At its heart, this blog is for me to express myself, get better as a writer and practice the discipline of consistently putting down what’s on my mind. But I could do that in a journal, or on the computer without publishing it online. By making it available publicly, I’m holding myself accountable. I don’t flatter myself that anyone depends on what I write. But now I’m part of a community of writers, readers, and people who have shared their lives online. I’ve learned from the blogs I read and I hope to God I’ve been able to touch others with what I have shared.
My life is not a box with perfectly filed categories. I can’t just take one category and blog about it. There are those who can and do compartmentalize what they believe and share only a portion. But my life is made up of a lot of ingredients: family, friends, my present life and my past. Nothing is separate from anything else. You may be an appetizer or a perfectly presented entrée with garnish and white space on the plate between foods. You may be a palate cleanser, a sorbet in a goblet. Me? I’m stew. I’m a tasty mess that might not always be pretty to look at, but I feed you, I fill you up and I’m made up of a thousand ingredients that have combined to make something comforting. If you want to get all metaphorical, you could use my argument to say I’m sausage: a bunch of leftovers stuffed into an unappetizing shell in a process nobody likes to see, but the finished product isn’t half bad if you don’t examine it too closely. Whatever. I’m what I am because of who I’ve been. I’m the average of the people with whom I’ve spent my life and I write about that life because I don’t know anything else.

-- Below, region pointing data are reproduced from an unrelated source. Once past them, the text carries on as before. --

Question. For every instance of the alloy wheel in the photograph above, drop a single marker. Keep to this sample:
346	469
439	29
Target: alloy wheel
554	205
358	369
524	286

I used to imagine myself teaching in a university. I used to think about knowing everything in the books I would have on a shelf, being an expert in literature or writing or poetry. I would imagine greeting students in a classroom, an academic with the respect of her students. I never got there, and at long last I’m okay with it. I fell in love, fell into life, fell apart, fell into jobs, fell into parenthood….I missed the mark I had set for myself and instead of regret, I have learned to like this life I have.
A blogger I love and admire recently wrote about the trajectory of her life and the impact of the disappointments and pain she had suffered. She wrote that instead of learning to survive, she learned to grow wild.
Think about that for a minute: plan out your life and despite your best efforts, you get something different. Is that failure? No – but it’s hard. And instead of looking at it as “Well, I guess I just need to make do and get through it,” you can think of it as an opportunity to be where you are and grow where you weren’t expected to. Don’t just survive. Grow wild.
And that…THAT is what this blog is about. Families and their aftermath. Being who you are because of and in spite of where you’ve come from. You can be an only child or one of twelve. You can be childless or child-free or a parent or an aunt or uncle. You can be estranged from your parents, orphaned, adopted, abandoned, a caregiver or someone unmoored from all family obligations. But everyone comes from someone else and we are all marked by that.
From the sacred to the profane, the minute to the divine—what we experience can resonate with others. That’s why I’m here. I could watch my daughter fly a kite or see a dead tree and find something in it that reminds me of something else, and it usually comes back to family. Whether it is a time of unmitigated bleakness or incandescent joy, I know how I got there and I want others to know about it.
Thank you for reading. Thank you for making the world a little smaller. Thank you for telling me about your lives, because I am better for it. I hope you can say the same.